Add an NLB instance to a security group - Server Load Balancer

To regulate access from requests, you can configure a security group to implement access control based on protocols, ports, and IP addresses. This topic describes how to add a Network Load Balancer (NLB) instance to and remove an NLB instance from a security group. This topic also describes the use scenarios of and limits on security groups.

Scenarios

Before an NLB instance is added to a security group, the listener ports of the NLB instance accept all requests by default.
After an NLB instance is added to a security group which does not contain Deny rules, the listener ports of the NLB instance accept all requests by default. If you want to allow requests only from specific IP addresses to your NLB instance, you must also create a Deny rule.
- For more information about how to deny or allow requests from specific IP addresses to your NLB instance, see Use security groups as blacklists or whitelists.
- For more information about how to configure access control based on protocols and ports, see Use security groups to implement fine-grained access control based on listeners and ports.

If your NLB instance has access control requirements and you want to control inbound traffic to the NLB instance, you can add the NLB instance to a security group and configure security group rules based on your business requirements.

Important

The outbound traffic of an NLB instance refers to responses returned to user requests. To ensure that your service is not affected, NLB security groups do not limit outbound traffic. You do not need to configure outbound rules for security groups.

Limits

Item

Security group type

Description

Security groups supported by NLB

Common security group
Enterprise security group

The security group and the NLB instance must belong to the same virtual private cloud (VPC).
You can add an NLB instance to up to four security groups. The security groups to which an NLB instance is added must be of the same type.
If an NLB instance is added to a basic security group and you want to add the instance to an advanced security group, you must remove the NLB instance from the basic security group. If an NLB instance is added to an advanced security group and you want to add the instance to a basic security group, you must remove the NLB instance from the advanced security group.
NLB instances created before September 30, 2022 during the public preview cannot be added to security groups. To use security groups, replace the NLB instances or purchase new NLB instances.
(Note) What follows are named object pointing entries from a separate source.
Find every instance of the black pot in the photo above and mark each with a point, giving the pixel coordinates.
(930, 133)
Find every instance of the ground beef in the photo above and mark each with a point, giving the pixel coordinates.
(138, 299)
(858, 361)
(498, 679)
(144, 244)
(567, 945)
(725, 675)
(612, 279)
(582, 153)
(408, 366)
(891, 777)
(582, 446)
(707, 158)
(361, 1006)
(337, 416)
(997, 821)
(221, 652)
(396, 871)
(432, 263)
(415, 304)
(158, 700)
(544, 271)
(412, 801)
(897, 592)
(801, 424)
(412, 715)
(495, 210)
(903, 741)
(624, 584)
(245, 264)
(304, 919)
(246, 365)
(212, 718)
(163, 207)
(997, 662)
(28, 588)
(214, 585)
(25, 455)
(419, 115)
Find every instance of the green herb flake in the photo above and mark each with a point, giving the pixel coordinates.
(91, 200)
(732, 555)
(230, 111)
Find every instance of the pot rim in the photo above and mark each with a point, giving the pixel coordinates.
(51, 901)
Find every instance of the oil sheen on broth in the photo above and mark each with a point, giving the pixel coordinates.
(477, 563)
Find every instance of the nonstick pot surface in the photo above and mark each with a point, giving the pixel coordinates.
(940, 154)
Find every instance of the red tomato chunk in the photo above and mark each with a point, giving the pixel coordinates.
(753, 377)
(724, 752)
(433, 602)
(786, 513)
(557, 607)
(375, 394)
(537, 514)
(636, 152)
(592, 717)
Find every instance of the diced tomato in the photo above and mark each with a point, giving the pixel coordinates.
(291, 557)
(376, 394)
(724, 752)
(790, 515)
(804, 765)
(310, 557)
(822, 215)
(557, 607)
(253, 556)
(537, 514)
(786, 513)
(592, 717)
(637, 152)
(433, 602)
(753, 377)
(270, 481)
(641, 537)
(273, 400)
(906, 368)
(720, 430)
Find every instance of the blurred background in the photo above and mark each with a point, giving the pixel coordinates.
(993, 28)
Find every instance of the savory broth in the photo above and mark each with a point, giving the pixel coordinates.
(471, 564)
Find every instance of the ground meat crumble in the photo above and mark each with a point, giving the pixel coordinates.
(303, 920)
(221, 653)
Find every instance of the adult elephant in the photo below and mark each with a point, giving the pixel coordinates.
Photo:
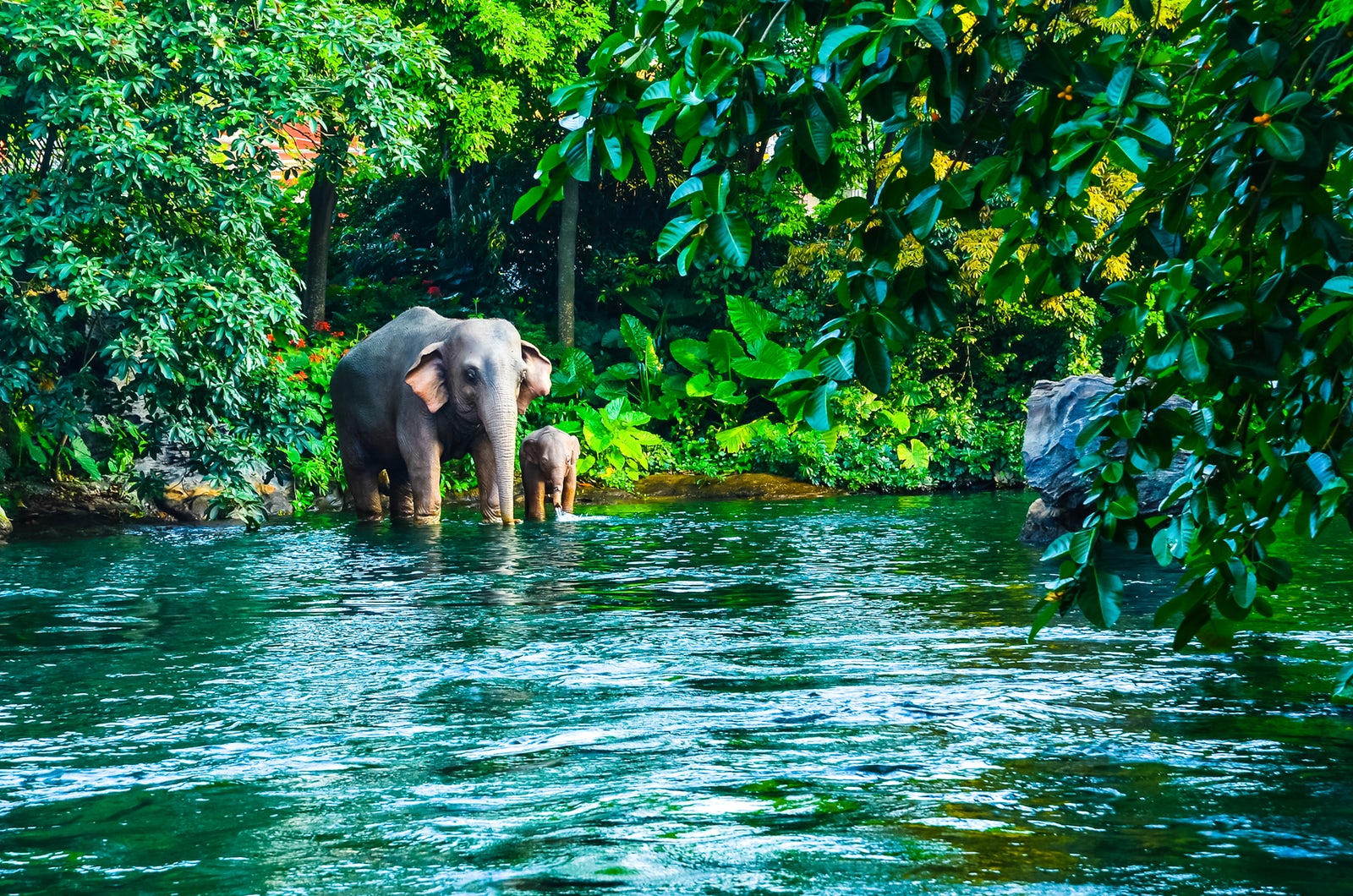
(423, 389)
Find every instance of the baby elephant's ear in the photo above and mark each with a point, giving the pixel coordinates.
(428, 378)
(538, 376)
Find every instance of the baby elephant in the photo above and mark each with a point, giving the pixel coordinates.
(548, 459)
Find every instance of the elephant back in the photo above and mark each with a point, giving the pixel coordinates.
(372, 373)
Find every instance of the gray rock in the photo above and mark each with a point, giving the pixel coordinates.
(187, 495)
(1059, 412)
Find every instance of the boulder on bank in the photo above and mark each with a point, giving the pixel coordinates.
(748, 486)
(187, 495)
(1059, 412)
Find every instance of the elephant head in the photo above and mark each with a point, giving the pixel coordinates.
(486, 375)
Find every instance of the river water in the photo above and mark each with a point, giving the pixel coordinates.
(802, 697)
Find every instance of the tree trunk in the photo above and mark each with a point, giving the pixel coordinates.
(567, 260)
(324, 196)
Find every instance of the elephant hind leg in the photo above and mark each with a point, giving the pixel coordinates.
(364, 486)
(401, 494)
(363, 481)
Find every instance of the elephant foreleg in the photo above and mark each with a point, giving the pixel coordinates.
(534, 488)
(570, 490)
(363, 482)
(425, 484)
(486, 474)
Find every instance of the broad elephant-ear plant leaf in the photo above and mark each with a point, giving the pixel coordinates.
(1233, 117)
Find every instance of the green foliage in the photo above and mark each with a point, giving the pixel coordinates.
(1235, 119)
(139, 279)
(616, 441)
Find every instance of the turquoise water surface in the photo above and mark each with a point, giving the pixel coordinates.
(802, 697)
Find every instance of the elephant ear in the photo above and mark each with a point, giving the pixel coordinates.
(428, 378)
(536, 385)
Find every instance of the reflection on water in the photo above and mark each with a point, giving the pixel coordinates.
(820, 697)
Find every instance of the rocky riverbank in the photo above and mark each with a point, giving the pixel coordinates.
(49, 508)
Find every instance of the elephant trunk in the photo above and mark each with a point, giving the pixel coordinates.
(502, 440)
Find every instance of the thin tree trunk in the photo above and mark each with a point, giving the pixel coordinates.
(567, 260)
(324, 196)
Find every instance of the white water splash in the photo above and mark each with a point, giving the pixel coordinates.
(563, 516)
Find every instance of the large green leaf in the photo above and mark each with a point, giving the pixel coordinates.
(816, 412)
(873, 363)
(640, 341)
(674, 232)
(1283, 141)
(690, 353)
(724, 349)
(751, 321)
(771, 362)
(732, 238)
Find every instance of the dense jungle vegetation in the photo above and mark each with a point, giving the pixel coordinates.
(830, 240)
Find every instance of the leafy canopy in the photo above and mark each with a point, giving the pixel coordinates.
(139, 150)
(1237, 292)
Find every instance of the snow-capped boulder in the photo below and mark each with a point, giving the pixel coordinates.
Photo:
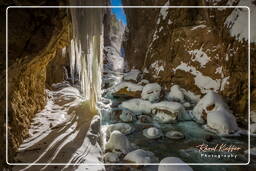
(175, 94)
(140, 156)
(124, 128)
(209, 103)
(126, 116)
(144, 119)
(168, 160)
(222, 122)
(152, 133)
(143, 82)
(151, 92)
(112, 157)
(253, 128)
(176, 135)
(132, 76)
(137, 106)
(166, 111)
(127, 89)
(118, 142)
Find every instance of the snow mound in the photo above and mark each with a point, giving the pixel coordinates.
(133, 75)
(173, 167)
(166, 111)
(175, 94)
(124, 128)
(137, 106)
(112, 157)
(143, 82)
(129, 86)
(151, 92)
(152, 133)
(126, 116)
(140, 156)
(222, 122)
(210, 102)
(118, 142)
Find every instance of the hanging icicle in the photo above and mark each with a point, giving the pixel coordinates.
(87, 48)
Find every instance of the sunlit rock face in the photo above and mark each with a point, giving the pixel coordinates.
(198, 49)
(35, 35)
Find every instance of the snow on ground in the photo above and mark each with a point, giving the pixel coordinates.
(175, 94)
(118, 142)
(62, 134)
(199, 56)
(157, 67)
(210, 99)
(133, 75)
(237, 21)
(128, 85)
(137, 106)
(140, 156)
(204, 83)
(183, 167)
(151, 92)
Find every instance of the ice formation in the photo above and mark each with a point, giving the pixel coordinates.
(151, 92)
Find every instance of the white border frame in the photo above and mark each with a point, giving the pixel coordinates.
(111, 164)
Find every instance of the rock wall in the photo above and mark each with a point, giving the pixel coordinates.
(198, 49)
(34, 37)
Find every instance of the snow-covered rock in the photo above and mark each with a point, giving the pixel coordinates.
(151, 92)
(209, 103)
(166, 111)
(152, 133)
(127, 89)
(140, 156)
(222, 122)
(124, 128)
(175, 94)
(176, 135)
(133, 75)
(118, 142)
(137, 106)
(144, 119)
(182, 167)
(126, 116)
(143, 82)
(112, 157)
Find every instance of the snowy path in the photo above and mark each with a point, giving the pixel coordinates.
(64, 132)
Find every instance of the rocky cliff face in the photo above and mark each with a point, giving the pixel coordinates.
(34, 37)
(198, 49)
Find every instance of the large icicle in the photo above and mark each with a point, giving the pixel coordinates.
(87, 47)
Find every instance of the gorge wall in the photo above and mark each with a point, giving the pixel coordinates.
(34, 38)
(199, 49)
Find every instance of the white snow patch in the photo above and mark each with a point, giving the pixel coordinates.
(168, 160)
(237, 21)
(118, 141)
(137, 106)
(133, 75)
(151, 92)
(175, 94)
(141, 156)
(200, 56)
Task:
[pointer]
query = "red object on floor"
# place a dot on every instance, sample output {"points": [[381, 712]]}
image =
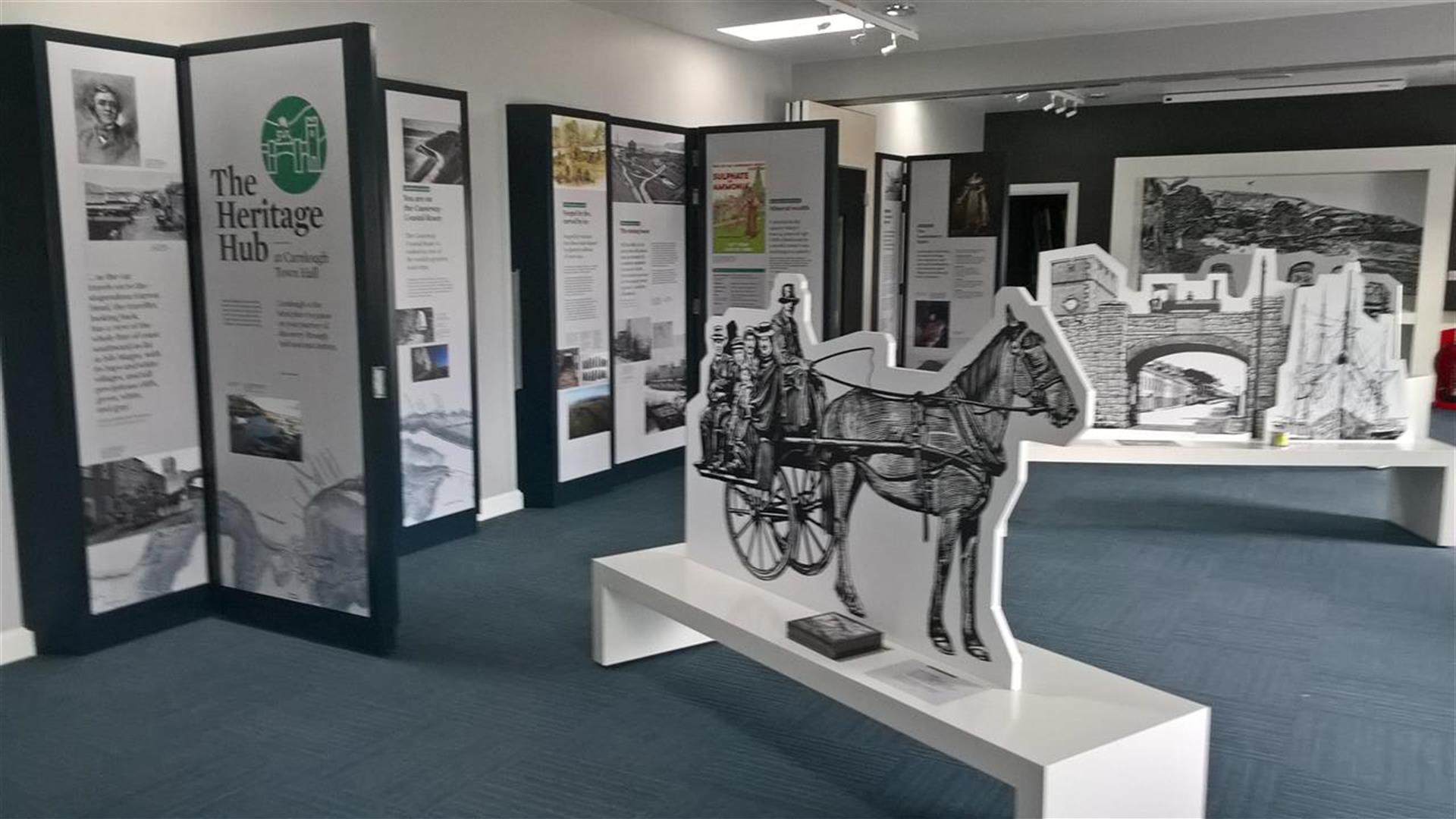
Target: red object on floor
{"points": [[1446, 372]]}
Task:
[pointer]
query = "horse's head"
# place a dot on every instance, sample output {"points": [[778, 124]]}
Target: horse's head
{"points": [[1034, 375]]}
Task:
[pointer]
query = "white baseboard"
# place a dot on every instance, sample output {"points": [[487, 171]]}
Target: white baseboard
{"points": [[17, 645], [500, 504]]}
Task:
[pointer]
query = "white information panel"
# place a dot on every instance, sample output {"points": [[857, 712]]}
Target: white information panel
{"points": [[890, 200], [118, 172], [766, 213], [430, 270], [951, 259], [277, 231], [582, 371], [650, 290]]}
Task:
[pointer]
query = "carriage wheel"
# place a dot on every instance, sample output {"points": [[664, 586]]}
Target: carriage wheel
{"points": [[761, 525], [810, 551]]}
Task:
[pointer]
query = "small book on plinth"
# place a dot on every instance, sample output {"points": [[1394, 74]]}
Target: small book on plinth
{"points": [[835, 635]]}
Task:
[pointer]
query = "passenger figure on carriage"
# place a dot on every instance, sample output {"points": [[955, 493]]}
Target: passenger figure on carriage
{"points": [[802, 391], [723, 375]]}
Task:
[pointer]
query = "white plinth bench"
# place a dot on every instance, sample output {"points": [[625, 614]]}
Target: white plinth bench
{"points": [[1075, 741], [1421, 494]]}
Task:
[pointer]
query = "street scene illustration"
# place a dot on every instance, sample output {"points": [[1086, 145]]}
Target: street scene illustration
{"points": [[435, 152], [134, 206], [648, 167]]}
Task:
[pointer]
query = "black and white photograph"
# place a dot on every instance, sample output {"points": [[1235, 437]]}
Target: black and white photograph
{"points": [[892, 181], [588, 411], [833, 627], [932, 324], [1200, 392], [977, 188], [568, 368], [107, 129], [648, 167], [1375, 218], [133, 496], [265, 426], [634, 340], [134, 206], [414, 325], [143, 522], [664, 390], [435, 152], [430, 362]]}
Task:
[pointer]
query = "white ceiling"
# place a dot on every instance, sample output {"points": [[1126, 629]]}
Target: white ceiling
{"points": [[954, 24]]}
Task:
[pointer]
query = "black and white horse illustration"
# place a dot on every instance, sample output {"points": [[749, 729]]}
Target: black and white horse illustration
{"points": [[949, 452]]}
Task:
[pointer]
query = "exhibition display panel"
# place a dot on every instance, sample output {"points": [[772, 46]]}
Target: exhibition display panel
{"points": [[599, 242], [204, 330], [941, 248], [101, 381], [623, 237], [433, 283], [299, 330]]}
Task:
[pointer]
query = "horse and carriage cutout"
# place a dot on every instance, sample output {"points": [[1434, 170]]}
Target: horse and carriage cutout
{"points": [[789, 430]]}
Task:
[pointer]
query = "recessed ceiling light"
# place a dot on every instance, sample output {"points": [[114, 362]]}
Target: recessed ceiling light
{"points": [[801, 27]]}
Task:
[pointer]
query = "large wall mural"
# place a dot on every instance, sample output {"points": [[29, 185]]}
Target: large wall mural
{"points": [[811, 455], [1206, 353]]}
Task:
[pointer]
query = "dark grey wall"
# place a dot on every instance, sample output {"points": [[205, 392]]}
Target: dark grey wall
{"points": [[1041, 148]]}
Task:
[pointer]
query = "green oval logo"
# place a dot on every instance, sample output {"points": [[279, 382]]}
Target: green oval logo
{"points": [[294, 145]]}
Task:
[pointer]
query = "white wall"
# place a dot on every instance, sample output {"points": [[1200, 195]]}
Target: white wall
{"points": [[498, 53], [9, 570], [916, 127]]}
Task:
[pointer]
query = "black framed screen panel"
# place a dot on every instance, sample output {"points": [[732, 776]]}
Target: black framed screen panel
{"points": [[769, 206], [648, 188], [98, 331], [299, 330], [889, 264], [564, 246], [430, 256]]}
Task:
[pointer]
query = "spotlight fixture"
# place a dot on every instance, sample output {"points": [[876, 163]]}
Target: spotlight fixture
{"points": [[1062, 102]]}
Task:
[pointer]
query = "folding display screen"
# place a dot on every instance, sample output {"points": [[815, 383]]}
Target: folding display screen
{"points": [[299, 330], [769, 196], [952, 246], [890, 231], [599, 238], [96, 302], [428, 148], [197, 335]]}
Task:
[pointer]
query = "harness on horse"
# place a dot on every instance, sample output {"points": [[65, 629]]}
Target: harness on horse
{"points": [[992, 460]]}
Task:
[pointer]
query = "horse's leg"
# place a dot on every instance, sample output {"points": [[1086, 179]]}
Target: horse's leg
{"points": [[843, 479], [970, 545], [944, 554]]}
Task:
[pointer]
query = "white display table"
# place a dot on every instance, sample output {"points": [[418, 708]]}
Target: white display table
{"points": [[1423, 472], [1075, 741]]}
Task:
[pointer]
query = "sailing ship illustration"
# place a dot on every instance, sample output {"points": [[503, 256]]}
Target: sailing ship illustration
{"points": [[1343, 378]]}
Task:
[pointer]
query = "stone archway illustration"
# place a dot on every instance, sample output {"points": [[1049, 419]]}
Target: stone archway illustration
{"points": [[1147, 352]]}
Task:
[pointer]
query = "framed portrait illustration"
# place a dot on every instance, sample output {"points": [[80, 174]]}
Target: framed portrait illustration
{"points": [[1388, 209]]}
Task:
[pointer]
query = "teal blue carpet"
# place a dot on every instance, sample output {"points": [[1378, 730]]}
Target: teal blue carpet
{"points": [[1324, 639]]}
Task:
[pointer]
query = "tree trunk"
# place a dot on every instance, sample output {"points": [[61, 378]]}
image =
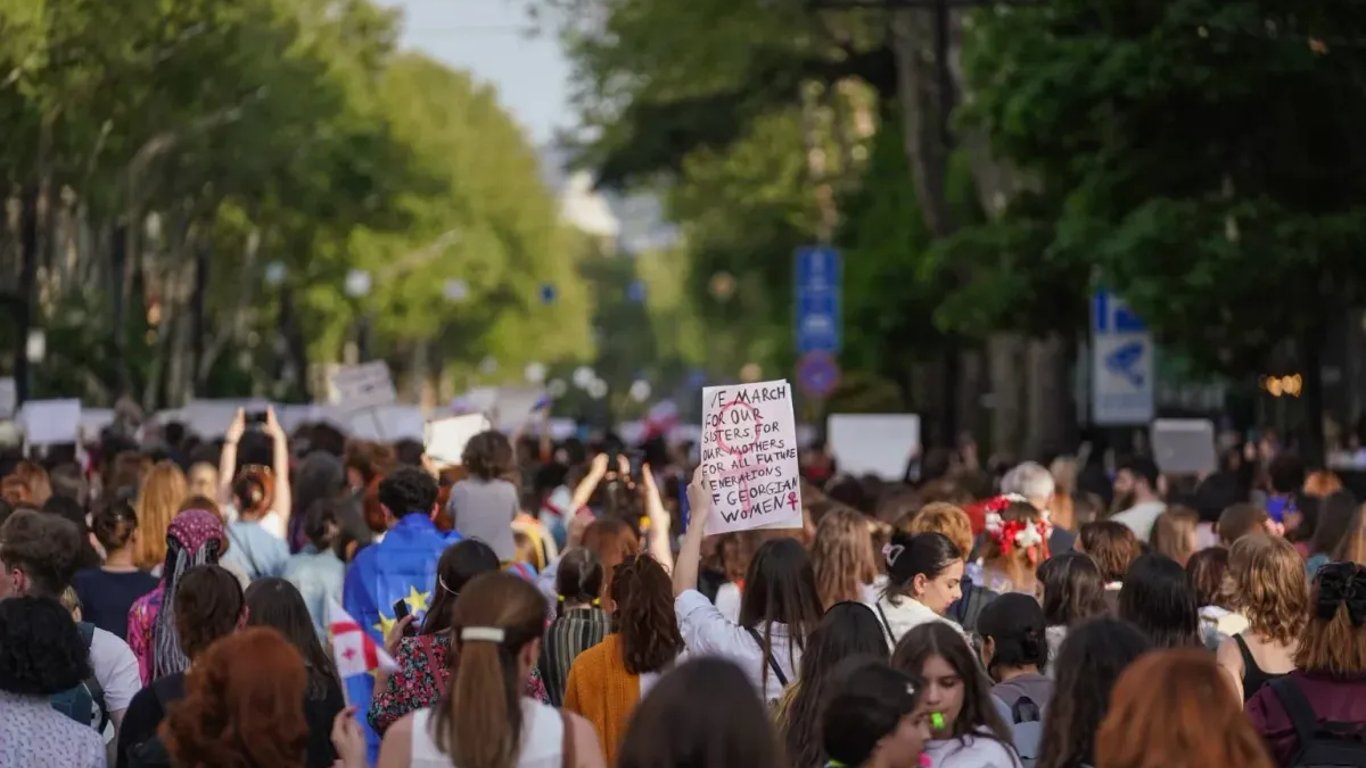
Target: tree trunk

For more information about basic security groups and advanced security groups, see Basic security groups and advanced security groups.

Security groups not supported by NLB

Managed security group

For more information about managed security groups, see Managed security groups.

Prerequisites

An NLB instance is created and a listener is configured for the instance. For more information, see Create and manage an NLB instance.
A security group is created and security group rules are added. For more information, see Create a security group and Add a security group rule.

Add an instance to a security group

You can add an NLB instance to a security group to allow or forbid the NLB instance to communicate with the Internet or private networks.

Log on to the NLB console.
In the top navigation bar, select the region in which the NLB instance is deployed.
On the Instances page, click the ID of the NLB instance that you want to manage. On the Instance Details tab, click the Security Groups tab.
On the Security Groups tab, click Create Security Group. In the Add NLB Instance to Security Group dialog box, select one or more security groups and click OK.
You can add an NLB instance to at most four security groups. To create a security group, click Create Security Group from the Security Groups drop-down list. For more information, see Create a security group.
In the left-side navigation pane, click the ID of the security group that you want to manage. You can click the Inbound Policies or Outbound Policies tab to view the security group rules.
To modify an inbound rule of a security group, click the security group ID in the Basic Information section, or click ECS Console in the upper-right corner of the Security Groups tab to go to the Security Group Rules page. For more information about how to modify security group rules in the Elastic Compute Service (ECS) console, see Modify a security group rule.

Remove an NLB instance from a security group

You can remove an NLB instance from a security group based on your business requirements. You cannot remove an NLB instance from multiple security groups at a time in the console.

Log on to the NLB console.
In the top navigation bar, select the region in which the NLB instance is deployed.
On the Instances page, click the ID of the NLB instance that you want to manage. On the Instance Details tab, click the Security Groups tab.
On the Security Groups tab, click the ID of the security group that you want to manage and click Remove in the upper-right corner.
In the Remove message, click OK.

References

For more information about security groups, see Security groups.
For more information about how to configure fine-grained access control based on protocols and ports, see Use security groups to implement fine-grained access control based on listeners and ports.
For more information about how to deny or allow access from specific IP addresses to an NLB instance, see Use security groups as blacklists or whitelists.
LoadBalancerJoinSecurityGroup: adds an NLB instance to a security group.
LoadBalancerLeaveSecurityGroup: removes an NLB instance from a security group.